For not only Russian authors (beware of strange spellings), whom you can than search in English, see this cry-for-help post http://www.livejournal.com/users/fatlynx/34946.html
I'll also look here: http://www.russianpress.com/glas/authors.html)and mark the ones I had good impression of.
Akseonov, Aleshkovsky, Bitov, Bulgakov, Leonid Filatov (not @ this index), Gandlevsky, Genis (sometimes with Petr Vail), Kabakov, Kharms, Makanin, Mariengof, Pelevin, Sadur, Rubina, Sapgir, Zoshchenko.

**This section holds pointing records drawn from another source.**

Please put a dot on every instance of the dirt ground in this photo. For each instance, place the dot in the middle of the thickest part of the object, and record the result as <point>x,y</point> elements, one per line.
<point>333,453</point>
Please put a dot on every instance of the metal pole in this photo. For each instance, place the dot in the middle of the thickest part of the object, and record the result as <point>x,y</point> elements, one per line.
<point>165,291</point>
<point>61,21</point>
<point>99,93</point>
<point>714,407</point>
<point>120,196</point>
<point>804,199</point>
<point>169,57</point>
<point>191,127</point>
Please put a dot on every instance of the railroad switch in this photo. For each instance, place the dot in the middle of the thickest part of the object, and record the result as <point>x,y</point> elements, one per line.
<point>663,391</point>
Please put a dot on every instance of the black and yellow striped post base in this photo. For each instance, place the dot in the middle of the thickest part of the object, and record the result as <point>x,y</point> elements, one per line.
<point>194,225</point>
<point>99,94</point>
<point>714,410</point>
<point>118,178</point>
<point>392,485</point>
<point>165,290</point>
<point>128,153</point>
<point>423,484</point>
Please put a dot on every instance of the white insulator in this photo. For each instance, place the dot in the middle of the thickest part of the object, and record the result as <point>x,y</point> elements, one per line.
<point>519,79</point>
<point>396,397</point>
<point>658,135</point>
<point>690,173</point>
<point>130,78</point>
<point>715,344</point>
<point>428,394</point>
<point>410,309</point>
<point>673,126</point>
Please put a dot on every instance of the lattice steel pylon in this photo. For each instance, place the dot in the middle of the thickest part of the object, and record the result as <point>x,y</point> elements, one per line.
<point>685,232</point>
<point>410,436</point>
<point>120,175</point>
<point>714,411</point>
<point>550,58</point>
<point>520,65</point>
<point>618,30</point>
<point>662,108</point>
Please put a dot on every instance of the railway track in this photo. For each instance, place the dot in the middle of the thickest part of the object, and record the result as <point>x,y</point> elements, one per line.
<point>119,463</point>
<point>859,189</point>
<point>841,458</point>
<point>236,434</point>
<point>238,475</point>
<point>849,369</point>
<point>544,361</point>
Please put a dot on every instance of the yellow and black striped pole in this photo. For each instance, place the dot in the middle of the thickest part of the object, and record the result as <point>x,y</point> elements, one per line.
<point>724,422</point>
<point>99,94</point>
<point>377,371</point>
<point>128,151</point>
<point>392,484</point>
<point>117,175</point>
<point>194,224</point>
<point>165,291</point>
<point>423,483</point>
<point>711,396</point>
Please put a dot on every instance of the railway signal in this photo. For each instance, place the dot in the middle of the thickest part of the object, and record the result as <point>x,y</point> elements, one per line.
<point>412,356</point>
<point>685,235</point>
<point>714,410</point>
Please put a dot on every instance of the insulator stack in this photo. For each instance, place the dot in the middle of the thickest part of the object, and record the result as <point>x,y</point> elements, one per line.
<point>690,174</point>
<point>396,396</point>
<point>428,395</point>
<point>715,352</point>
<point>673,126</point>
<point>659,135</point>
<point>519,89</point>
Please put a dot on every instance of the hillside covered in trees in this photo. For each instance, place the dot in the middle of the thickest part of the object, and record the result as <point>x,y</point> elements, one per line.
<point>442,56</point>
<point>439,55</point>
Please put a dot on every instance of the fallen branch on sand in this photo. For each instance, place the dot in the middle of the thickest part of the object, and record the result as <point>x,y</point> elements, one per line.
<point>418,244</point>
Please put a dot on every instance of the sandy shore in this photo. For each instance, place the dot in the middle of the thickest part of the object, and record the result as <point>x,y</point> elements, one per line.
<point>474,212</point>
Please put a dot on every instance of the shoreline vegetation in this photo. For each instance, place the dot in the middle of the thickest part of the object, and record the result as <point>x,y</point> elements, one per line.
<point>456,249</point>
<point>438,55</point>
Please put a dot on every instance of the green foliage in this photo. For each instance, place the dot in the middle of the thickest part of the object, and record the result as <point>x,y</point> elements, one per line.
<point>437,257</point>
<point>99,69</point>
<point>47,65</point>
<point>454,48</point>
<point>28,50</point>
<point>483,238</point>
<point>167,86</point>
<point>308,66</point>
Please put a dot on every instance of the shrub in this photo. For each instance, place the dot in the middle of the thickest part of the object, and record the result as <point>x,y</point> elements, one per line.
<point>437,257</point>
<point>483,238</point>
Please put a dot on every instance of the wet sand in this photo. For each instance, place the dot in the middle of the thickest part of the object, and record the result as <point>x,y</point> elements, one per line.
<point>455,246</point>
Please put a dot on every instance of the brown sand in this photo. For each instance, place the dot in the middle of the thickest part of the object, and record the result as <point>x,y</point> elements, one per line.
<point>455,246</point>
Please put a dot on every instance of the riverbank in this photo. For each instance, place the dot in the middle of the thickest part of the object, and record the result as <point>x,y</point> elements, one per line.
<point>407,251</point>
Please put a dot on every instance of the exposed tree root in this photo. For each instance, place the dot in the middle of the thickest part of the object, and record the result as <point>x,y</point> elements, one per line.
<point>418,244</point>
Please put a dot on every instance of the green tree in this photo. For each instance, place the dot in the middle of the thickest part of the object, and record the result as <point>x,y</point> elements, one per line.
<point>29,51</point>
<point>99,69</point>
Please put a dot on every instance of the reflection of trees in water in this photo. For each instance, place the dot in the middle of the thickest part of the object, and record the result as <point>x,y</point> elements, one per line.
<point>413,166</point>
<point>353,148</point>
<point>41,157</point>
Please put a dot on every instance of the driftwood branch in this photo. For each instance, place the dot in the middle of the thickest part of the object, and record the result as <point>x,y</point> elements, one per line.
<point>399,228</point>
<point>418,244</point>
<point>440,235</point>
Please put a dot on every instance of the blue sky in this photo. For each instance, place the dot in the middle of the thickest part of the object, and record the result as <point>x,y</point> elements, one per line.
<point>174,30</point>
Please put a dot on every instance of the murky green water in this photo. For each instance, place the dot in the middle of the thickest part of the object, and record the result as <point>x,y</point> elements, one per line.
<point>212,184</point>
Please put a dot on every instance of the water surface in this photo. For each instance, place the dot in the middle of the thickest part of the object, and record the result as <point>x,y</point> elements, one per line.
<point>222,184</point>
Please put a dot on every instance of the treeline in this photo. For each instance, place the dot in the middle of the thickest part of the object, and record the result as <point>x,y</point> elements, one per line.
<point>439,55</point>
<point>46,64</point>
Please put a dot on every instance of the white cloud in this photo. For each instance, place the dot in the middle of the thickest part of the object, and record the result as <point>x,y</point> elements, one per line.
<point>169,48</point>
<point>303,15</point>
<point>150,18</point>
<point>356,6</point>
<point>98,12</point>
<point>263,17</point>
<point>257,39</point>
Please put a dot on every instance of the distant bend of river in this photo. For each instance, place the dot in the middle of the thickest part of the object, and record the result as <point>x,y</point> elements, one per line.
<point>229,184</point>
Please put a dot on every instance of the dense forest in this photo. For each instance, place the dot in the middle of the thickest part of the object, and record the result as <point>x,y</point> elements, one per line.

Same manner, from Moshkov (lib-dot-ru):
Ancharov, Boris Balter, Veller, Vizbor (poems/bard songs), Vojnovich, Gazdanov, Eugheniya Ginsburg, Dovlatov, Zamyatin, Ibragimbekov (he's mostly a screenwriter), Iskander, Il'f &Petrov, Kassil', Kataev (trilogy *Sacred well...)Viktor Konetsky, Krivin, Pavel Luknitsky, Mamleev, Naiman (proze as well as poetry), Nagibin, Paustovsky, Platonov, Shalamov, Boris Shergin (very specific language, deliberate Northern Russian dialect), Erenburg.
Hope at least some of it you could find
Posted by: Tatyana at April 30, 2005 9:42 PM
I've only heard of and read four people on your whole list: Bulgakov, Zamyatin, Platonov and Paustovsky. Really, really cannot stand Paustovsky. I have a secret project to ride the subway in New York reading Daria Dontsova rubbish like they do in Petersburg. I like the detektivys! So I hear there's a kniga.com store in Brooklyn? So exciting.
Posted by: Michele at May 1, 2005 2:07 PM
So is the Pelevin you're referring to Viktor Pelevin? I'm taking blind stabs at your recommendations and so am at http://pelevin.nov.ru, which has lots of short stories with enticing titles suitable for my shitty Russian. (There is also a somewhat excessive photo gallery of the author, I feel.)
Posted by: Michele at May 1, 2005 2:18 PM
If you have only 6 yrs of Russian Pelevin might prove a challenging writer - it's not easy even to keep up with him story-like, let alone to get 2nd and 3rd plane. But try, you might like him. (btw, thanx for the site, I'd never imagine him looking like some small-time alcoholic crook)
If you like detective stories, look up Boris Akunin - it's not pure genre but entertaining, with all the belle lettre associations and imitations of Russian classics. I think they're making a movie based on a number of his books now.